Etwa jeder dritte Mensch mit Diabetes fühlt sich im Krankenhaus mit seiner Stoffwechselerkrankung unzureichend versorgt. Laut Umfragen unter Betroffenen hat nur jede/r Vierte während des Klinikaufenthaltes Kontakt zu diabetologisch geschultem Fachpersonal [1]. „Der Klinikaufenthalt wird für Diabetespatient*innen zunehmend gefährlich“, so die Bilanz von Expert*innen auf der Jahrespressekonferenz der Deutschen Diabetes Gesellschaft (DDG).

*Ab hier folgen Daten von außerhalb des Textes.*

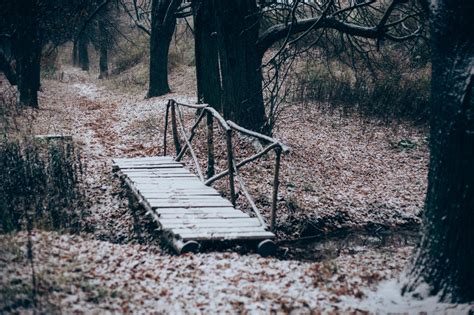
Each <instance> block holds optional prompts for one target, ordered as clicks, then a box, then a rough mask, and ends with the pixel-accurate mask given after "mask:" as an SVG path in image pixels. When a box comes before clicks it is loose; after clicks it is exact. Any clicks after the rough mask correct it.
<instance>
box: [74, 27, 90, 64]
mask: <svg viewBox="0 0 474 315" xmlns="http://www.w3.org/2000/svg"><path fill="white" fill-rule="evenodd" d="M77 52H78V60H79V66H80V67H81V69H82V70H84V71H89V52H88V50H87V38H86V36H85V35H80V36H79V40H78V43H77Z"/></svg>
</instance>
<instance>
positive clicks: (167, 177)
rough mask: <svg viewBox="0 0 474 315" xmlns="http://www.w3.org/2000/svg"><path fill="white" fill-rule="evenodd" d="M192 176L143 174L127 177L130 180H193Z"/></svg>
mask: <svg viewBox="0 0 474 315" xmlns="http://www.w3.org/2000/svg"><path fill="white" fill-rule="evenodd" d="M193 177H195V176H194V175H192V174H143V175H140V174H138V175H132V176H129V178H130V179H131V180H134V179H137V180H138V179H140V178H193Z"/></svg>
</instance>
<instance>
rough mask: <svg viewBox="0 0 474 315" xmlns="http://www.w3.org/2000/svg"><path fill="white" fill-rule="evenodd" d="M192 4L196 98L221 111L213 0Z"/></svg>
mask: <svg viewBox="0 0 474 315" xmlns="http://www.w3.org/2000/svg"><path fill="white" fill-rule="evenodd" d="M192 6H193V16H194V42H195V44H194V48H195V60H196V80H197V92H198V100H199V102H200V103H206V104H209V105H211V106H212V107H214V108H215V109H216V110H218V111H222V106H221V94H222V91H221V90H222V87H221V77H220V70H219V55H218V47H217V36H216V32H217V26H216V21H215V19H216V15H215V13H216V12H215V8H214V3H213V0H194V1H193V2H192Z"/></svg>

Betroffene sollten sich an DDG-zertifizierte Kliniken wenden, die ein hohes Maß an Diabetes-Expertise und Versorgungssicherheit aufweisen. Um Zertifizierungen zu fördern und Kliniken Anreize zu geben, eine entsprechende Expertise vorzuhalten, muss die Krankenhausreform eine adäquate Finanzierung und konsequente Förderung der Fort- und Weiterbildung im Bereich der Diabetologie ermöglichen. Das sei bislang nicht ausreichend berücksichtigt.

Besondere Herausforderung: Kinder mit Typ-1-Diabetes

Selbst für erfahrenes diabetologisches Fachpersonal stellt die Behandlung insbesondere von Kindern und Jugendlichen mit Diabetes Typ 1 eine Herausforderung dar. „Ihre ständig schwankende Stoffwechsellage aufgrund ihres Wachstums bedarf einer hochprofessionellen, interdisziplinären Betreuung – das gilt für die ambulante aber auch für die stationäre Versorgung“, erklärt die Kinderärztin und Diabetologin Dr. Silvia Müther. Sie verweist auf die aktuell angepasste S3-Leitlinie, die auf internationalem Expertenkonsens beruht [2].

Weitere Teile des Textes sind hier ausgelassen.